Another VERY common strategy that I want to focus upon for a moment is “sound it out”. So many of our struggling readers need phonics instruction that goes beyond sound it out to READING BY ANALOGY. And this is especially true in the upper grades, where students are asked to read multisyllabic words. Pat Cunningham (author of Phonics They Use) suggests that “it is the problem of encountering a growing number of ‘big words’: words that present decoding difficulties if children are still trying to ‘sound out’ words letter by letter.”
What Does It Mean to Read by Analogy?
Let’s go back to our made up word that I had you read earlier. You probably read the word by analyzing the word parts. You broke the word into chunks and thought of other known words that had the same or similar chunks to help you read the word. For example, with the word chunk dext, you may have thought of the word text or dexterity. With bor, you may have thought of a common word like for to help you read that part. You probably did all of this within seconds first seeing the pseudo word with little to no effort. Reading by analogy is how proficient readers figure out unknown words.
Ideas to Implement Reading By Analogy with Struggling Readers
1. MODEL, MODEL, MODEL. One simple way I did this in the classroom and in tutoring was pulling a large word out of context (for example, a word right out of the text the student(s) were about to read) and writing it on a dry erase board, playing a little Parse the Word.
Break apart the word and think of other known words to help you read parts the word . After breaking it apart, I’d show them how I could now pronounce the word–or at least most of the word.
2. LET THEM GIVE IT A TRY. Let the students have a little fun with Parse the Word. They could do it as partners or solo. See if they can figure out the pronunciation on their own. Use real or silly words to make it more fun!

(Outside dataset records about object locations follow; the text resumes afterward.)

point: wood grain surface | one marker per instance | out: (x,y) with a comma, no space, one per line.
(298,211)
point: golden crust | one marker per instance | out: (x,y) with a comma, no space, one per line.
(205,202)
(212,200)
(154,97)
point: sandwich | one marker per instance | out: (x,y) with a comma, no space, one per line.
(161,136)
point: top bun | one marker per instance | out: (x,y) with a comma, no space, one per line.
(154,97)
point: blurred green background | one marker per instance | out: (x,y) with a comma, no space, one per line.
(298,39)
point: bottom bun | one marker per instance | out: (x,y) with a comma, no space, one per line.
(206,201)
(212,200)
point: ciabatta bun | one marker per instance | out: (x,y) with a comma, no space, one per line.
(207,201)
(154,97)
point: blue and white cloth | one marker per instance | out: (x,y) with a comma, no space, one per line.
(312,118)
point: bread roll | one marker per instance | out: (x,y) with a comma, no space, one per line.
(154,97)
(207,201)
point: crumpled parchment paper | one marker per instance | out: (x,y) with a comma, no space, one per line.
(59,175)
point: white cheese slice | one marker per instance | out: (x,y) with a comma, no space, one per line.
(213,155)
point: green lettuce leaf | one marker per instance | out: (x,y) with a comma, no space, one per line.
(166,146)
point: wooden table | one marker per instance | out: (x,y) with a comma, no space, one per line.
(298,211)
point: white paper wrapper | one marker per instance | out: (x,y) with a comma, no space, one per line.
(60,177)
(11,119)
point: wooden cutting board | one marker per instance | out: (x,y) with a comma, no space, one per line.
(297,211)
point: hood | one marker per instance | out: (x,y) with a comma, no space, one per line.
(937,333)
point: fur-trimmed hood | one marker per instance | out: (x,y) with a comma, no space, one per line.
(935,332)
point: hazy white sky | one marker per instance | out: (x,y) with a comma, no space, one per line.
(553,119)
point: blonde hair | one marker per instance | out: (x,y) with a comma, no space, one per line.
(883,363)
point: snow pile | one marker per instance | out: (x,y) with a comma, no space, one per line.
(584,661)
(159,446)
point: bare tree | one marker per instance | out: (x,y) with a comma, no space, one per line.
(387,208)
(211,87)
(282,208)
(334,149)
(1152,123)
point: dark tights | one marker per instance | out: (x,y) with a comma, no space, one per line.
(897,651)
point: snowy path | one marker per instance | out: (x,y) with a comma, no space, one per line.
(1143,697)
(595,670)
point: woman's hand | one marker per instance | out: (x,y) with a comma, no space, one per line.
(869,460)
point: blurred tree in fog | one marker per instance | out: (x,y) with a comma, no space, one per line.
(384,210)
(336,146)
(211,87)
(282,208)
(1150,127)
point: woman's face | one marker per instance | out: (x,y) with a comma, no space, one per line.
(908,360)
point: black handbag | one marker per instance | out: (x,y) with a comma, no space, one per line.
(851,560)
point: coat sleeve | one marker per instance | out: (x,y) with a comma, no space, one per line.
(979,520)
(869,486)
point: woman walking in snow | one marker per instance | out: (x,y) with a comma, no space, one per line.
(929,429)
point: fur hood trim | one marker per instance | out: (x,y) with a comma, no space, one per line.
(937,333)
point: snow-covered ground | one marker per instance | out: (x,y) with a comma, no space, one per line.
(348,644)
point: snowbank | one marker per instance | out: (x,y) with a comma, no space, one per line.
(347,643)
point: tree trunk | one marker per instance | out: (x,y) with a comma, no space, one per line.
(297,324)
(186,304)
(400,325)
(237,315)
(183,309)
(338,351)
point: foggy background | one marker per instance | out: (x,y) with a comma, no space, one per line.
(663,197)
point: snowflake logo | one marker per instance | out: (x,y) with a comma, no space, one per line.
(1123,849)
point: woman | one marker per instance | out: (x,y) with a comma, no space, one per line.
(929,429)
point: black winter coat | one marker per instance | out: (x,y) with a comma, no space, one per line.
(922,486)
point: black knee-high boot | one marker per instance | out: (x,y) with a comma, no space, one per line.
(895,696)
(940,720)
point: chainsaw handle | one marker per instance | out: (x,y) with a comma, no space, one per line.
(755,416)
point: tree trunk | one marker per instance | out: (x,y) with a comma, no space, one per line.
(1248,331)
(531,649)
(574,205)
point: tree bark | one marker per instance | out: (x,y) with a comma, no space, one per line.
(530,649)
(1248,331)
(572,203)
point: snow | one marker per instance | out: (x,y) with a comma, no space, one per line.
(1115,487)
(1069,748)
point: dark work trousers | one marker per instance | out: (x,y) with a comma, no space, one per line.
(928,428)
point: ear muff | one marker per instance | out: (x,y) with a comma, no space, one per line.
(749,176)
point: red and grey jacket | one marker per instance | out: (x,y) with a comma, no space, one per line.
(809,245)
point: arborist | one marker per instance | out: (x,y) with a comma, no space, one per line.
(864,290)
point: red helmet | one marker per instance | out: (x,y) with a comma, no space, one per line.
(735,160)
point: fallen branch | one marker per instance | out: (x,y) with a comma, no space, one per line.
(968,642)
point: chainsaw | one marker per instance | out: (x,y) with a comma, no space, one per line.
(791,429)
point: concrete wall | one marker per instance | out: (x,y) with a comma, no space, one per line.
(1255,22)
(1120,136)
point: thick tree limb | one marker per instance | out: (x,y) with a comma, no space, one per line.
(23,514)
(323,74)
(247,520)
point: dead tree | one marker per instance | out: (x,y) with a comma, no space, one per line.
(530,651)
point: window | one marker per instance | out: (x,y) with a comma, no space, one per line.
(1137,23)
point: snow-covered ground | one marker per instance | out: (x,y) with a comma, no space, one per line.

3. WRITING. And this one starts with one-syllable word families! For example, “Hmmm…I need to spell mat. Do you think the word cat can help me spell mat or would I use the word nap? (answer: cat because it has the -at chunk needed for mat) Which word has a chunk in it that I need to help me spell it?”
4. MAKING WORDS. Take a look at all of Pat Cunningham’s Making Words books; which she has for grades K-5. I have used this in the classroom, in tutoring, and with ALuv, as it reinforces reading and spelling using patterns.
5. TEACH PHONICS and READING BY PATTERNS. I love word study, as I teaches reading by pattern. I created a free one-sheet reference guide for my young reader to help him remember those common word patterns as he was beginning to read more difficult words. Difficult and longer words, for the most part, consist mainly of those common word patterns. We also want to teach young children from the beginning how to read by pattern (with word families) instead of sounding out every letter.
6. FRAME WORDS. Michelle shows on her post how she uses magnetic letters and teaches children to”frame” patterns within words with their fingers when reading. These are both great ways to help children see the word chunks within multi-syllabic words.